A Bari, la facoltosa signora Elvira Castell, uccide con un colpo di pistola il compagno della gemella dopo il suicidio della stessa, circuita e stressata sfacciatamente dal suddetto.

Guerrieri, nonostante la difficoltà del caso, assume la difesa della donna, traumatizzata tanto da risultare enigmatica anche agli occhi del suo stesso difensore.

Guerrieri ha dubbi sul suo mestiere. Perché?
«Guerrieri ha una fiducia critica nella giustizia, ed è sempre riluttante a forzarne le interpretazioni pur nella consapevolezza altrimenti sarebbe semplicemente un illuso - che è amministrata dagli uomini ed è perciò un sistema ampiamente imperfetto. In tutti i miei libri con protagonista l'avvocato esiste questa dialettica tra la percezione dell'imperfezione del sistema, e l'ostinata, cocciuta determinazione per cercare comunque di farlo funzionare. Proprio per questo scavando nel suo animo (e in quello dell'assistita) Guerrieri non si sta auto-processando (cosa che ha fatto molte volte in passato): vuole uscire da questa attitudine di giudizio su di sé, per procedere verso un'idea di accettazione, di tolleranza, di benevolenza. Guerrieri è un personaggio dall'emotività intensa: vive in modo assoluto tutte le emozioni e fino ad un certo punto cerca non dico di rimuoverle, ma di minimizzarle. Forse in questa storia più che nelle altre smette di svalutarle, le affronta e cerca di venire a patti. Una parte del suo viaggio interiore è proprio in questo passaggio».

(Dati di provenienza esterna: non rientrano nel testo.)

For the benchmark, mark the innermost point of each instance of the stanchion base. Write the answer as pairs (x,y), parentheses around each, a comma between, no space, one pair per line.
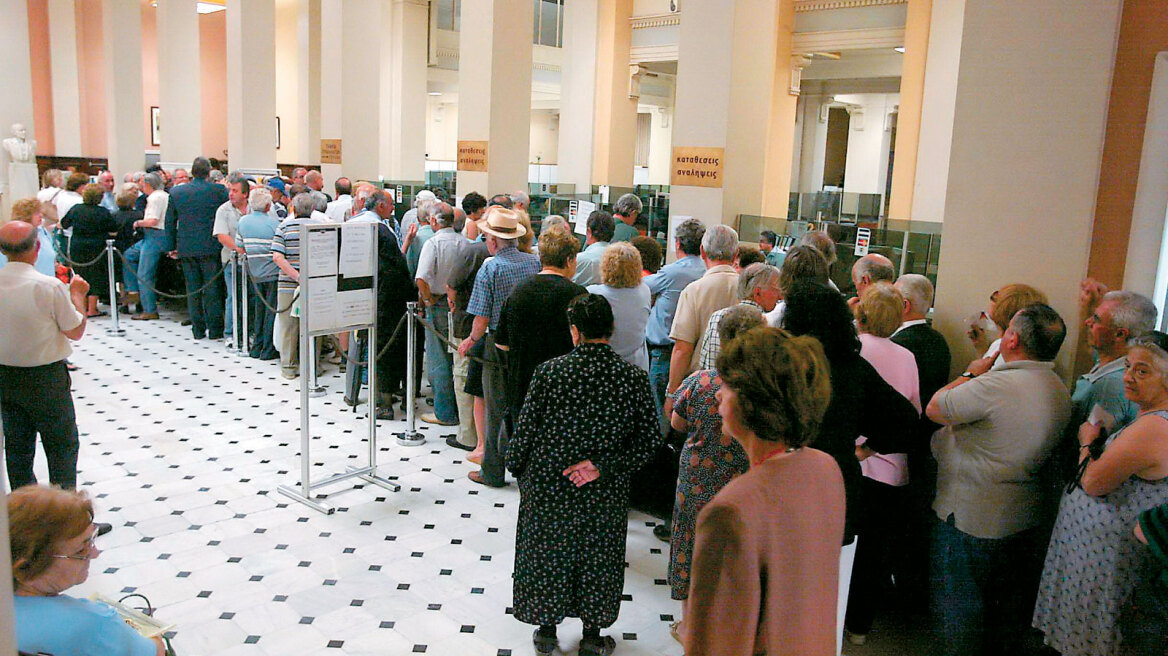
(410,438)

La Castell va in carcere prima della condanna definitiva: una precauzione necessaria?
«Certamente è una precauzione necessaria. Ma essendo un materiale pericoloso va maneggiato con estrema circospezione, senza dimenticare mai che questo materiale sono gli esseri umani, che il ricorso alla detenzione prima della condanna deve essere un'eccezione».

Non sono chiacchiere da barbiere quelle che scambia con il suo barbiere.
«Quelle pagine sono una maniera non retorica per approfondire dati e fatti. Come il pregiudizio che tutti abbiamo per il diverso. C'è chi lo elabora e lo rende innocuo con la cultura, l'intelligenza, il senso civile. Ma, per renderlo davvero inoffensivo, è necessario capire che, come tante altre cose negative, il razzismo si annida dentro di noi».

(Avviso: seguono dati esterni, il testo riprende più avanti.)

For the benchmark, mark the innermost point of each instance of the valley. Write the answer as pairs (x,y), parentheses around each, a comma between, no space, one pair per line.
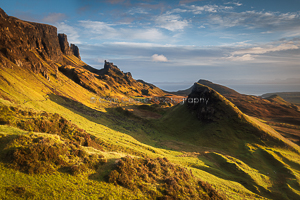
(67,133)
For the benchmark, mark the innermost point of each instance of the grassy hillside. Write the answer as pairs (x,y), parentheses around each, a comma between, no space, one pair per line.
(239,160)
(60,140)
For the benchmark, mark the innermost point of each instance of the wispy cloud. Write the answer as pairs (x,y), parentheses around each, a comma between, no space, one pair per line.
(234,3)
(270,48)
(70,31)
(102,30)
(207,8)
(171,22)
(54,17)
(159,58)
(253,20)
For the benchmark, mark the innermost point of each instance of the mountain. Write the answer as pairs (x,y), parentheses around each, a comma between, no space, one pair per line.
(38,48)
(220,88)
(255,106)
(292,97)
(66,133)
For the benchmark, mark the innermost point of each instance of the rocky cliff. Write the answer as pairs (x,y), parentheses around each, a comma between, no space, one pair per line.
(24,44)
(40,49)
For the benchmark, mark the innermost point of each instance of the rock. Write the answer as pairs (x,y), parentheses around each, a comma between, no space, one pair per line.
(19,38)
(75,50)
(64,44)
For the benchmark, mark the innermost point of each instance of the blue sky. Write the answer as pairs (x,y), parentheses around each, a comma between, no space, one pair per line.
(179,42)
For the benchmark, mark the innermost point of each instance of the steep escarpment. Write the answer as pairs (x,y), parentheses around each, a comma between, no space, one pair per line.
(38,48)
(32,46)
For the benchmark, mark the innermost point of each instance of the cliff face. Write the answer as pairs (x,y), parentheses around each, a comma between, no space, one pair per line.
(20,38)
(39,49)
(32,45)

Perché tanta avversione per gli immigrati?
«Ci sono molti fattori. Il problema è reale se certe forze politiche lo enfatizzano per farne materiale di propaganda. Andrebbe affrontato in maniera del tutto diversa, razionalizzando o legalizzando i flussi, nella consapevolezza che degli immigrati noi abbiamo bisogno e ne avremo sempre più bisogno nel futuro, in un Paese in cui gli anziani saranno sempre di più e i giovani sempre di meno. Bisognerebbe cambiare completamente paradigma: cominciare a organizzare consistenti flussi badando anche alla professionalità, alle competenze. E rendere trasparente la necessità, garantire l'arrivo di forze lavoro regolari tollerate, non guardate come un nemico che viene - come dicono alcuni con espressione profondamente razzista - a compiere una sostituzione etnica».

Nel finale, l'incontro occasionale di Guerrieri sul litorale marino barese con una donna che aveva conosciuto in passato, prelude a una ripresa, a una continuazione?
«Alla fine del viaggio, che è anche la fine del processo che ha atteso fremendo per la sentenza, e dopo tutto il travaglio interiore ed esteriore, quell'incontro casuale per Guerrieri è come vedere una luce, un altro orizzonte: una possibilità, la stessa che pervade tutto il romanzo. Anche nei momenti più difficili e cupi non dobbiamo dimenticare il diritto e il dovere di cercare un'altra possibilità e, in generale, il diritto alla felicità e alla giustizia. C'è una prospettiva fiduciosa nella vita, che non è un ottimismo banale - non lo sopporterei , ma un ottimismo morale».